The moment the performance ended, Bert pulled me from the makeshift pavilion and tried to push his way backstage, but he couldn’t get through the throng of soldiers lining up to talk to the chorus girls. His lieutenant bars meant nothing in that crowd of lonely boys so far away from home, thrilled for a chance to talk with girls who weren’t nurses, girls with pretty eyes and soft curves and flashy camouflage showgirl outfits. “I need to meet her,” he had said, swooning as he stood on tiptoes to see over the other guys all aching for their chance with the same girl. “Did you see her?”
“We all did,” I pointed out. I didn’t need to mention that every soldier vied for a few moments alone with her or one of the other girls, and the nurses giggled over the three guys in the chorus line.
One of whom I’d like to see up close myself.
I wasn’t about to tell Bert that. He knew how I was but it was easier for him not to think of it, and easier for me not to mention it. Personally, I suspected that was part of the reason we were such good friends—he knew I wasn’t after any of the girls he liked, the nurses or the few women at the officer’s clubs, and when he managed to hide his newest fling in the barracks, I wouldn’t wake up in the morning and ogle while she dressed.

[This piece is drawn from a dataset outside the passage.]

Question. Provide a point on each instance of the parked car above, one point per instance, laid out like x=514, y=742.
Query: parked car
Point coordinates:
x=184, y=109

As I suspected, we didn’t get a chance to speak with the USO entertainers before the bugler sounded out evening taps. Back at our tent, Bert confided in me that he wanted to go back. “We can’t,” I said. “We’ll get caught—”
“What’s Sherman going to do?” he countered.

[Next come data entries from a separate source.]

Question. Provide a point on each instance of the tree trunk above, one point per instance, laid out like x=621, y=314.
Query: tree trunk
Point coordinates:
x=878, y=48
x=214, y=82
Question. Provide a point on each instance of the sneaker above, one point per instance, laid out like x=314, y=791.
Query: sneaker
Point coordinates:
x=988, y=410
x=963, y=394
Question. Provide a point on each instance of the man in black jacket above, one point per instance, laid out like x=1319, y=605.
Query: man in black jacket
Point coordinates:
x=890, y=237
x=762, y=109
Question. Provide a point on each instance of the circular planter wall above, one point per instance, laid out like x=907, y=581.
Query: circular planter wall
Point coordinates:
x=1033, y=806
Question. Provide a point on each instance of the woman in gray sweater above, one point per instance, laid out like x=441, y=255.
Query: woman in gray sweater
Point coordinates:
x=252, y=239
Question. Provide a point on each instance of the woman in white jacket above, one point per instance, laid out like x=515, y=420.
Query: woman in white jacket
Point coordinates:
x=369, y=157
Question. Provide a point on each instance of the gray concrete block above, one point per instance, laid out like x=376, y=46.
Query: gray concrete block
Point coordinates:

Major Sherman was our company commander; Bert was right, he probably wouldn’t do anything, but I didn’t want to take that chance.
“Come on, Carl,” Bert pleaded. “I need to see her again. You don’t understand.”
Actually, I did. I wondered if I should mention the boy who danced with Bert’s girl onstage, the boy the nurses all swooned over, the one I wanted to meet. I wondered if Bert wanted to hear me talk about how I wanted to see him again, with his muscled arms and dark brown curls. What I wouldn’t give to have a boy like that beside me by the dawn’s early light.
But that would just encourage Bert and reinforce the idea that we should sneak out after hours to find the USO tent. As much as I wanted to meet the cute boy from back home, breaking curfew wasn’t what I had in mind. “Bert, look…”
It was no use. I knew how it would end. Sometimes I found my bunkmate as hard to resist as did the nurses he talked into sharing his bed.